Corec

Corec is a flexible and configurable framework designed for context-aware recommenders. It includes several object-oriented modules aimed at simplifying recommendation generation and metric evaluation.

The recommendation module supports Elliot-based models for non-contextual recommendations, and RecBole-based models and several library-specific contextual heuristic models for context-aware predictions. The evaluation module allows you to compute various metrics from prediction files, which can either be generated by the recommendation module or externally. It includes support for metrics from the Ranx library, along with some custom Corec contextual metrics.

It is important to note that Corec is part of a final degree project, and its goal is to provide a solid framework structure that allows users to easily extend the library with their own recommenders and metrics, making it a flexible foundation for further development.

Corec Modules List 🔍

Below is a complete list of the currently available classes in Corec. In the repository code, you can find the specific descriptions of the attributes, methods, and behavior of each module.

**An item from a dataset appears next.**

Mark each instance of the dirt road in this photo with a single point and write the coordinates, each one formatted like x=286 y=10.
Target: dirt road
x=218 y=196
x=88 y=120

Integrated recommenders	Heuristic recommenders	Evaluation	Postfiltering
`ElliotRec`	`ContextPopRec`	`QrelsGenerator`	`Postfilter`
`RecBoleRec`	`ContextRandomRec`	`RunGenerator`
	`ContextSatisfactionRec`	`MetricGenerator`
		`Evaluator`

👀: In case you want to implement your own recommender, you might find it helpful to use BaseRec as your parent class.

Installation 💻

To install Corec, simply use pip:

pip install corec

If you want to use the evaluation module, then run:

pip install corec[evaluator]

👀: If you plan to use any integrated recommender, please remember to download the necessary extra packages.

Data Structure 📁

Dataset Input Format

Corec assumes the following structure for the input datasets:

Training Set: A file containing training data for recommender model training.
Test Set: A file containing test data for generating recommendations.
Optional Validation Set: An optional file for validation during model training or evaluation.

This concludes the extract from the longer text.